How to Build a Healthier Thanksgiving Plate
From: Real Simple
By: Diana Kelly
Are you looking to stay nutritionally healthy through the Thanksgiving weekend?
Looking for tips on healthy alternative Thanksgiving offerings?
Real Simple lays it out for us. Enjoy.
No one ever said Thanksgiving dinner was healthy. But there are certain tricks to make it a little healthier—and to avoid riding out an uncomfortable food coma on the couch for the rest of the night. Whether you’re doling out your own portions, or you’re at the mercy of Aunt Ida passing out plates piled high with “a little bit of everything,” knowing which foods you should be eating more of—and which you should only enjoy a few bites of—will help you make the best possible choices.

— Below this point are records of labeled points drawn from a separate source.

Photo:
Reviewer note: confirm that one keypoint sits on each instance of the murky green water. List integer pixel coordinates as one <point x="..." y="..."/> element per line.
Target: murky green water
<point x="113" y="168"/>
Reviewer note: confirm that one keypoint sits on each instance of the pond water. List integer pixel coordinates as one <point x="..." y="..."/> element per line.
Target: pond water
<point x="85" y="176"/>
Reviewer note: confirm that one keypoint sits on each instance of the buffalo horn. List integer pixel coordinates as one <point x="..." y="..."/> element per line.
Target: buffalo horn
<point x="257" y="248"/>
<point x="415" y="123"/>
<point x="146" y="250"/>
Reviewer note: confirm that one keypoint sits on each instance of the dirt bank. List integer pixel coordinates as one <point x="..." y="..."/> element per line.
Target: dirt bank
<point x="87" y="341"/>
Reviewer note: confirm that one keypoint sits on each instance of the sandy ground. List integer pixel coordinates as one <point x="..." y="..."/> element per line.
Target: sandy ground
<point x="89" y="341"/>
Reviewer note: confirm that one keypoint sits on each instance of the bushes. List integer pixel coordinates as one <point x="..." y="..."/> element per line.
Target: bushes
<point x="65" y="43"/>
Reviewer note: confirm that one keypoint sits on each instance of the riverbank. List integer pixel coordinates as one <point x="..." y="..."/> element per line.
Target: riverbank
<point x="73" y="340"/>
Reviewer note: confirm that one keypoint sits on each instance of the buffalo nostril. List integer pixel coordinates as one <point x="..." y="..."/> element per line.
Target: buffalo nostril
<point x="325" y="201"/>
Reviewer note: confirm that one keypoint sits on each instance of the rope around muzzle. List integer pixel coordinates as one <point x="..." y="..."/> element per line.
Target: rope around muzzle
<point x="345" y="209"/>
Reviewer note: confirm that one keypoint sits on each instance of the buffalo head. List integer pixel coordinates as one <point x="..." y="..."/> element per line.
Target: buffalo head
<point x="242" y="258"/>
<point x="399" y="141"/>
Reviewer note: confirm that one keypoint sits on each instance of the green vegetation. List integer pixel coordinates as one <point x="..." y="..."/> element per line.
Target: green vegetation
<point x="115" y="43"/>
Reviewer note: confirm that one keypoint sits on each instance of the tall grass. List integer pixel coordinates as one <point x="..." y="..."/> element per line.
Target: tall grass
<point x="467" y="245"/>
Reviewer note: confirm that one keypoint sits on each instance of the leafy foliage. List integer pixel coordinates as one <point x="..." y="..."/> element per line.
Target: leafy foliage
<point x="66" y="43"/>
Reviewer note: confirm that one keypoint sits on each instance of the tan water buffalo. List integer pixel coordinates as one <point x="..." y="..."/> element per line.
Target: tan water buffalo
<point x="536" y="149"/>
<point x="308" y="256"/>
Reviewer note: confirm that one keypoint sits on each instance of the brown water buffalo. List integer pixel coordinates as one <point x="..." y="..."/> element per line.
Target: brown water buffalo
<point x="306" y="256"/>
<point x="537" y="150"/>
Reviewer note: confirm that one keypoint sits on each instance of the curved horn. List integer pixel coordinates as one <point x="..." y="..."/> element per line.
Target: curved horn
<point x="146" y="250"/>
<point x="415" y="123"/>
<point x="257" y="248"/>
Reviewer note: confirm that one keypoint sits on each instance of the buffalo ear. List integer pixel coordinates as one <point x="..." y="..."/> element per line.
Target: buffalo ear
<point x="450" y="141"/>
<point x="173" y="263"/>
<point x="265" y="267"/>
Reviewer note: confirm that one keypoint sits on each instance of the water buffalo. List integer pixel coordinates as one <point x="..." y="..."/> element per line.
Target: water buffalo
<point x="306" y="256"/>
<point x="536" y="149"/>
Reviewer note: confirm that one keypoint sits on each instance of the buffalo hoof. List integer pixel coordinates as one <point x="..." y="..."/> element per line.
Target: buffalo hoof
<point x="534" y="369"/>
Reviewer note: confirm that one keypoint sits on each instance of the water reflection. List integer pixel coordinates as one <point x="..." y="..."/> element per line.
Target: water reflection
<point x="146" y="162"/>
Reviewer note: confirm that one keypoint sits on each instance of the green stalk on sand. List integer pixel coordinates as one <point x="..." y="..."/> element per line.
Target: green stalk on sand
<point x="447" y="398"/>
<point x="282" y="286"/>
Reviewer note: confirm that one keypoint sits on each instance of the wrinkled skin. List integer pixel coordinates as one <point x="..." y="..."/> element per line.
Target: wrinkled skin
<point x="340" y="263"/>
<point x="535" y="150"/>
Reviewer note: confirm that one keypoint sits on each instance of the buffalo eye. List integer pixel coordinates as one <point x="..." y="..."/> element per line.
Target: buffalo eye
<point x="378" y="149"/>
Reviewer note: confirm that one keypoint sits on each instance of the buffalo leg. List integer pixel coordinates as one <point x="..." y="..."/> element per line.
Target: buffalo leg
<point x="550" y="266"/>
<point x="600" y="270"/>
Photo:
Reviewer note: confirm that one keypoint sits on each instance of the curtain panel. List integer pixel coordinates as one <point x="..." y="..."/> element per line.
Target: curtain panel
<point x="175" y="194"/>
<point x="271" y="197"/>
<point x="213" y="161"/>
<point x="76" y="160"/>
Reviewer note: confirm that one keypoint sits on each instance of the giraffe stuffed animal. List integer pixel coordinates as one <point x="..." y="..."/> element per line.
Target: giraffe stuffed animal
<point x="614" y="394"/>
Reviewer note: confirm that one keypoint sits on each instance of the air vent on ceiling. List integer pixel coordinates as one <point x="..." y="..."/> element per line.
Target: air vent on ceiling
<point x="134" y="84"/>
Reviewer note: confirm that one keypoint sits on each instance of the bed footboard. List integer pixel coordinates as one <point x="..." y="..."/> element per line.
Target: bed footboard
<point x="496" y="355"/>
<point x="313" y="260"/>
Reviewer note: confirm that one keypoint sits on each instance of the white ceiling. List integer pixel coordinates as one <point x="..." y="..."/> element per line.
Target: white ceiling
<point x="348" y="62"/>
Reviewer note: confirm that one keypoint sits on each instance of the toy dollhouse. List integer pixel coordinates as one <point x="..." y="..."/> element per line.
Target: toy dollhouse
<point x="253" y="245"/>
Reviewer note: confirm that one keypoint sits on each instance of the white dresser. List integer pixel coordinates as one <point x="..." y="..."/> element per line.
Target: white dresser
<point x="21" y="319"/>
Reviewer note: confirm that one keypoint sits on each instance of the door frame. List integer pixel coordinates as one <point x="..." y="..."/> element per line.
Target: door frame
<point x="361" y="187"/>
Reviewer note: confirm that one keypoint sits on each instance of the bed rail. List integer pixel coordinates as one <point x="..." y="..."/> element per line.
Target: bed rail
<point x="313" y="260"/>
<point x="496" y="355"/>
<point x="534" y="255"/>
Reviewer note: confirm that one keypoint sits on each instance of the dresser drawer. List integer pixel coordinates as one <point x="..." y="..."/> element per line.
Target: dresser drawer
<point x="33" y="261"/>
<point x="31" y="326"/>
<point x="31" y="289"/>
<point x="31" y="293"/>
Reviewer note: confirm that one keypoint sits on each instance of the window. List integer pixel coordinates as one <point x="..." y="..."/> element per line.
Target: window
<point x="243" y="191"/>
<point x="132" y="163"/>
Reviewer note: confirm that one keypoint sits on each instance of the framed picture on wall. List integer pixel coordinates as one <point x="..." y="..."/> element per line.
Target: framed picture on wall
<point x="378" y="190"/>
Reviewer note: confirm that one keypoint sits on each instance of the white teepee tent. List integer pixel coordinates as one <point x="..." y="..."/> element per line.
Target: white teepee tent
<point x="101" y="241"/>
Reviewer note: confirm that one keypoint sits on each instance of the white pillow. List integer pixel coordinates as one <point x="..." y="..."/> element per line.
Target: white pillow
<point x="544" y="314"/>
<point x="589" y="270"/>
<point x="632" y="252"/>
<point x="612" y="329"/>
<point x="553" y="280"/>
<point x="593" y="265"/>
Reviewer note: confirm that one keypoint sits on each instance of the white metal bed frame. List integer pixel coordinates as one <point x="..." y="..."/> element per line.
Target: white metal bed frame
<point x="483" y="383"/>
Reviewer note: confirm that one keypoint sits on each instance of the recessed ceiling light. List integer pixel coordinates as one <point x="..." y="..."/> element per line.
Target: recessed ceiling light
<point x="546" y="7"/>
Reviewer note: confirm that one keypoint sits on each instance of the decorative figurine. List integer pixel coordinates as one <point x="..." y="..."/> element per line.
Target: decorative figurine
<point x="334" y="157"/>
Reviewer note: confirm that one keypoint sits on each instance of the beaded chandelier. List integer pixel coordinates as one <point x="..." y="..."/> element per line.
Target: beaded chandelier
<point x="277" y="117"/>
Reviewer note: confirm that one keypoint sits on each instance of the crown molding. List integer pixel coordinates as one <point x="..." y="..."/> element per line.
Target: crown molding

Start by filling half your plate with vegetables, then pile one-quarter up with turkey breast, and leave the remaining one-quarter for starchy sides. Here, some more expert-approved guidelines for keeping portions in check this Thanksgiving Day. Start with soup. Pour yourself a bowl of seasonal veggie soup, suggests Katherine Tallmadge, RD, author of Diet Simple: 195 Mental Tricks, Substitutions, Habits & Inspirations. She recommends a butternut squash soup, or a broccoli and carrot soup with potatoes and thyme. Kicking off your meal with soup will help you slow down while eating, and research has shown it may even reduce the number of calories you consume at your main meal.
Go crazy with the right veggies. Fill up 50 percent of your plate with non-starchy veggies. This may include Brussels sprouts, green beans, carrots, bell peppers, or a green salad, says Lori Zanini, RD, spokesperson for the Academy of Nutrition and Dietetics. Stick with smaller portions of starchy (read: higher-calorie) veggies, such as corn, potatoes, green peas, and winter squashes.